If you read the description for this movie in the Comcast menu, it says the film is a “highly erotic adaptation” of the classic vampire tale. No kidding! I actually read Stoker’s novel and I can’t recall a scene where Dracula, in half-wolf form, repeatedly gropes/rapes Lucy on a bench while chewing on her throat. I also don’t remember the part where undead Siamese twins give Harker a blowjob.

Whatever; it worked. Everything in the movie is turned up to 11 so when there’s these extra scenes of flamboyant sexual carnage, they fit with the gaudy sets and Victorian costumes.
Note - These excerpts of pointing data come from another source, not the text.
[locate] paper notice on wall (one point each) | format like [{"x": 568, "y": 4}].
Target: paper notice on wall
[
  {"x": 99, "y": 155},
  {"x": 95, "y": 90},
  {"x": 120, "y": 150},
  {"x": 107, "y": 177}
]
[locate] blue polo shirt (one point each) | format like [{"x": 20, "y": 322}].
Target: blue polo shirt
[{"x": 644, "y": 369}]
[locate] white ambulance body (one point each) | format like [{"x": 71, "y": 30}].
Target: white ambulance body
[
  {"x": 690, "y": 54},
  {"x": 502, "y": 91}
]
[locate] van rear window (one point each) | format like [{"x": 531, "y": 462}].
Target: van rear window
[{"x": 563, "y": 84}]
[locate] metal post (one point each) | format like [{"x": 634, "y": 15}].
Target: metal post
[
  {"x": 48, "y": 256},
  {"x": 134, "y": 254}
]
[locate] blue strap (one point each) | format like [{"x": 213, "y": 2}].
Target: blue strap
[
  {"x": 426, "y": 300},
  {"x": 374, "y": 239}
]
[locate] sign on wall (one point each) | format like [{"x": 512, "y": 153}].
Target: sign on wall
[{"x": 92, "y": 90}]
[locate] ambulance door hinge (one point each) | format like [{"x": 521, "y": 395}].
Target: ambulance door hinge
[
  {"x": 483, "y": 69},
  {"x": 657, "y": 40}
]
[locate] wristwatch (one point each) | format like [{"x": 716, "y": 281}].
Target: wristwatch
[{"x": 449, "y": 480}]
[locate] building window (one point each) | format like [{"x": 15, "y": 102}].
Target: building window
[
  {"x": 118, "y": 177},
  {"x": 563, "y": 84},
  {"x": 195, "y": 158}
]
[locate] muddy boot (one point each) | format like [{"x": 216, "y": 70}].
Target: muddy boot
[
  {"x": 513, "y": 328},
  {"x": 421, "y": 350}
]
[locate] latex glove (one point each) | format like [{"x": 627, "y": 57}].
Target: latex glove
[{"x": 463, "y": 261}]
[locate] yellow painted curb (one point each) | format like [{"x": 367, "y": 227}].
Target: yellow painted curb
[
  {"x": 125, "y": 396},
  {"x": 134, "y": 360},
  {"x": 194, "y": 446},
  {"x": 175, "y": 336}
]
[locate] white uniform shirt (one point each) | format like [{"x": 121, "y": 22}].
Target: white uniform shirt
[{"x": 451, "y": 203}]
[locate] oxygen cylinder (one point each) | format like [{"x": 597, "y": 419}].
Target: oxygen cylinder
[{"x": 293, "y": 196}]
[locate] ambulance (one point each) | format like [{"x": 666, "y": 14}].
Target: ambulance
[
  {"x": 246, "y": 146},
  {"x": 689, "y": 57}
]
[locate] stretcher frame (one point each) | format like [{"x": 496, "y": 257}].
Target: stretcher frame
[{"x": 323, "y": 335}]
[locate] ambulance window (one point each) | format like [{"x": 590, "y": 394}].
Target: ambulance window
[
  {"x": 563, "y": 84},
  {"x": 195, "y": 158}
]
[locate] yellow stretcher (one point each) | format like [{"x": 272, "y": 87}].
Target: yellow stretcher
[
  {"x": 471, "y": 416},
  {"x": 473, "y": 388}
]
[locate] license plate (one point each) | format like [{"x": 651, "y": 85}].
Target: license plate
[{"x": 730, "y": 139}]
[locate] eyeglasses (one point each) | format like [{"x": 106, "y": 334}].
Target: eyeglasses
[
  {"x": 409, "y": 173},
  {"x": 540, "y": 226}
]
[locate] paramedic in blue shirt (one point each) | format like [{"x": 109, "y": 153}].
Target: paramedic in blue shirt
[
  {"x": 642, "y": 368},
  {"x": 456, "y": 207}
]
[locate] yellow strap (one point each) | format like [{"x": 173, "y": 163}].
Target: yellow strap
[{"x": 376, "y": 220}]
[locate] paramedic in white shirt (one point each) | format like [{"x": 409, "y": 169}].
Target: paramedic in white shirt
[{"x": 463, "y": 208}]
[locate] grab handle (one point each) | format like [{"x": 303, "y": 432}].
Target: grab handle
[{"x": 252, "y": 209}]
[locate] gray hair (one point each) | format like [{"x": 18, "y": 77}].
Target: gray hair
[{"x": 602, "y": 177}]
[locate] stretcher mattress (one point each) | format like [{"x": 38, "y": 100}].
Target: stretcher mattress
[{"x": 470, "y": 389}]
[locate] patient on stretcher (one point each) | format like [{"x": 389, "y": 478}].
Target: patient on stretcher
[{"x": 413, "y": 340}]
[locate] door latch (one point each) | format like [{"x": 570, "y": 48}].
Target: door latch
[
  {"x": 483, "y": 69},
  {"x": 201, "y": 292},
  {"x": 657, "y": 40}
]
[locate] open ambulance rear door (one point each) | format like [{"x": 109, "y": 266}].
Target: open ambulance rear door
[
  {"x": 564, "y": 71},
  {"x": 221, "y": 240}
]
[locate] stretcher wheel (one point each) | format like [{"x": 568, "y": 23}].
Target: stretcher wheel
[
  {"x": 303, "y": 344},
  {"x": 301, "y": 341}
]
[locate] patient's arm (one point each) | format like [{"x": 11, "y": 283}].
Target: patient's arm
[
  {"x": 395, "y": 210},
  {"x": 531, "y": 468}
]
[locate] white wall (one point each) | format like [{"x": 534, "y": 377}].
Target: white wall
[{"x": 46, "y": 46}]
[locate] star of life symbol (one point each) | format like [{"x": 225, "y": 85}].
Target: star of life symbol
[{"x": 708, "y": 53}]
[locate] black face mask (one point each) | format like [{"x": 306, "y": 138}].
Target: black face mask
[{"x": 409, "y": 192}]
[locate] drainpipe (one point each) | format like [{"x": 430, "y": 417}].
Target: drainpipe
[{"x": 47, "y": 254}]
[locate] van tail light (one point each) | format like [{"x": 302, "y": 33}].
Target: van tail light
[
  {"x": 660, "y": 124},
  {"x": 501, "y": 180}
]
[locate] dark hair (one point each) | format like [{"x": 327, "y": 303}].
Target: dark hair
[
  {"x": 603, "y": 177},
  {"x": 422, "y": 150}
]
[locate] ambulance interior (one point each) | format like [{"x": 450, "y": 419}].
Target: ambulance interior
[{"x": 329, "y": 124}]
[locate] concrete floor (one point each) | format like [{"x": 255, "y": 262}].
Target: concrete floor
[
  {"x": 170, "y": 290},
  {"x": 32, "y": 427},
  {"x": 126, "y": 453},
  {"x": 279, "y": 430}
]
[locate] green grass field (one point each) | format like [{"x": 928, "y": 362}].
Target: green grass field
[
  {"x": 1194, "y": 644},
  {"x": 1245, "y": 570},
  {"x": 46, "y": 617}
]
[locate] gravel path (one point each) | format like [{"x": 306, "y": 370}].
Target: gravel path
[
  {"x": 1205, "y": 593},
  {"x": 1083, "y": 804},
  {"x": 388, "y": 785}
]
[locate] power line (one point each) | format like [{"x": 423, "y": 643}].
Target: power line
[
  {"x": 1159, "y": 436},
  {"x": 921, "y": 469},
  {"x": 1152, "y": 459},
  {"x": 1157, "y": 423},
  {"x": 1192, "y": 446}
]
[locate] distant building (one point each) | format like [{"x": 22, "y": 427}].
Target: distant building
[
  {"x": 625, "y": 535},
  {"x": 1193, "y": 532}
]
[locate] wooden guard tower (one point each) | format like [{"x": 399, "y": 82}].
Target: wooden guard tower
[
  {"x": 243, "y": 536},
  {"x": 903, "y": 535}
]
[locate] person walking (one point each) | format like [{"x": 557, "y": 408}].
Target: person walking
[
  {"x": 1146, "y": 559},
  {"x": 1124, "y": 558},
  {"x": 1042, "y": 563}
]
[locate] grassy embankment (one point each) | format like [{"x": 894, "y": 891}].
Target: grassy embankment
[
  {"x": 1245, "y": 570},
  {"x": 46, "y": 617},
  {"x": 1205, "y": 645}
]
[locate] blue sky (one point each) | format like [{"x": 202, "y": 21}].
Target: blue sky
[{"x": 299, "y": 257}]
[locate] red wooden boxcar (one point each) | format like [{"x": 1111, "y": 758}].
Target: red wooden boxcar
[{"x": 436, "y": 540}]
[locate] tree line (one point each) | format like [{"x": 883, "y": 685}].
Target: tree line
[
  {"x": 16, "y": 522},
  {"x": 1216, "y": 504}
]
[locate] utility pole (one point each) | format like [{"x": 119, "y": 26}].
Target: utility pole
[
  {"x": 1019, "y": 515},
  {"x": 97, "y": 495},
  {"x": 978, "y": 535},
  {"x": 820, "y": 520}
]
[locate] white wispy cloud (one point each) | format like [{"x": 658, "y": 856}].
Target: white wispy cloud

Anthony Hopkins plays Van Helsing (sit the FUCK down, Hugh Jackman) and he leads a band of do-gooders around 19th century London while they hunt for Count Dracula, played by Gary Oldman. Everyone knows that Dracula can shape-shift into things like bats and wolves and whatnot but few may know that he can also transform from a crusty, yellow old man in a red bathrobe to a sunglassess-wearing stud with flowing locks in a Dumb-and-Dumberesque silly tuxedo. This is some of Oldman’s best work in my opinion. He plays a creepy Nosferatu one second and then a tortured gentleman the next. You’ve got to appreciate an actor who can act through their make-up, especially when they have lines like “vengeance will be mine!”. You feel Dracula’s pain and actually sympathize with him, unlike the Dracula from the book who is a straight-up asshole.

Dracula thinks that Winona Ryder is the spiritual incarnation of his centuries-old true love and he travels to London to permanently establish himself among the populace and rekindle his romance with Victorian era Winona Ryder. I don’t think ANYONE has ever loved Winona Ryder this much! And if you were worried about her acting spoiling things, don’t worry; her BF is played by Keanu Reeves (he of the undead Siamese-twin blowjob) and he waaaaay out-stinks her. It, like, fucking hurts to watch him speak sentences in this movie.

The film has shape-shifting, telepathic bonds, decapitations, boobs, Tom Waits eating bugs, and computer generated energy force fields. The sets are crazy-detailed and the cinematography is mouth-watering. Dracula steals the show, as he should. Really visually satisfying and evil. I recommend it!